A massive budget with major flaws
Political leaders, never happier than when they are spending your money with wild abandon, were quick to pronounce the $212 billion state budget a great success. “This is the best state budget we’ve ever seen for New York City and the whole state of New York,” said Mayor de Blasio.
“This budget is certainly the most robust, most impactful, most important budget that we have done in this state, I believe, in modern history,” said Gov. Cuomo.
I beg to differ.
There are lots of good things the lawmakers agreed to, like $2.4 billion in rent and homeowner relief and tighter oversight of nursing homes. The $29 billion earmarked for green economy investments looks promising.
But side by side with the good stuff are some serious missteps.
The legalization of sports betting, like all state-sponsored gaming schemes, is a tax on the 1% of the population who happen to suffer from a particular illness called gambling disorder. These unfortunate New Yorkers are far more likely than the rest of us to spend beyond their means, bankrupting their families or ending up in dire situations that involve embezzlement or suicide.
There may be as many as 400,000 problem gamblers in our state — more than the number of alcohol abusers, according to one University of Buffalo study. The International Center for Responsible Gambling estimates that as much as 6% of all college students have the disorder, and warns that “teenagers and college-aged young adults are more impulsive and at higher risk for developing gambling disorders than adults.”
Given the state government’s deep involvement in gambling, from the daily sucker bets of the lottery to the hopeless odds offered at casinos around the state, Controller Tom DiNapoli has wisely suggested an annual assessment of the harm suffered by compulsive gamblers. We’ll see if that happens.
The state also plunged into the recreational marijuana business with scant concern for what might happen as this powerfully, addictive substance makes its way into general circulation.
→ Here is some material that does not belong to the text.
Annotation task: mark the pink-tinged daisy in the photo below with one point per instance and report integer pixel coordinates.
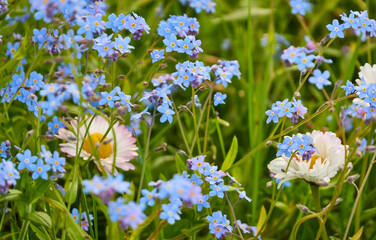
(124, 151)
(323, 164)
Dr. Yasmin Hurd, director of the Addiction Institute at Mount Sinai, has warned that the concentrations of THC in modern marijuana make it a much more potent substance than even 10 years ago.
Scores of businesses, many of them traded on Wall Street, are waiting in the wings to sell this stuff by the ton — to your kids, your neighbors, maybe the guy driving your cab.
Confronted with the important question of how to measure, detect and prevent impaired driving, the lawmakers punted, referring the question to a panel that will look into the matter. Legalization first, public safety later (we hope).
And then there’s the question of taxes. New York will now proudly hit high-income families with the highest rates in America, despite getting an unexpected windfall from President Biden’s federal relief bill.
I talked about it with Kathy Wylde, president of the Partnership for New York City, the association of major local corporations.
“I think raising taxes this year, when revenues have come in higher than anybody expected, when we’ve gotten $100 billion committed to New York by the federal government — thank you, Sen. Schumer — to raise taxes this year is pure venom,” Wylde told me.
The problem, she said, is that it has never been spelled out exactly how the state and city plan to revive businesses and get New York back on its feet as the pandemic subsides.
“If you had sat down with the leadership of the business community last year and said ‘What do we need to do for this city to recover? What are we going to invest in our travel and tourism industry, in our cultural institutions, in our small business? How are we going to bring this economy back?’ “she said. “That conversation would have led to agreement on what we would do, an agreement on what kind of revenues we needed to raise.”
Wylde said that, with a genuine dialogue, the big businesses wouldn’t necessarily have objected to a tax hike at all.
“After 9/11, we supported the increases in the real estate taxes,” she told me. “When the subways were falling apart, we supported the mobility tax. We supported the commuter tax. We supported Gov. Cuomo on extending the millionaire’s tax — and when he made it permanent in return for getting public pension reform, we supported it. But those conversations can’t take place when you start with an agenda coming from the advocates that they want $50 billion in new revenues, to do God knows what.”
So we go into the new fiscal year with a government that will spend more than $6,700 per second over the next year, more than $58 million each day. We will watch tens of thousands of New Yorkers fall into the trap of addiction and make money from their pain.
We could have done better. Maybe next year.
Louis is political anchor of NY1 News.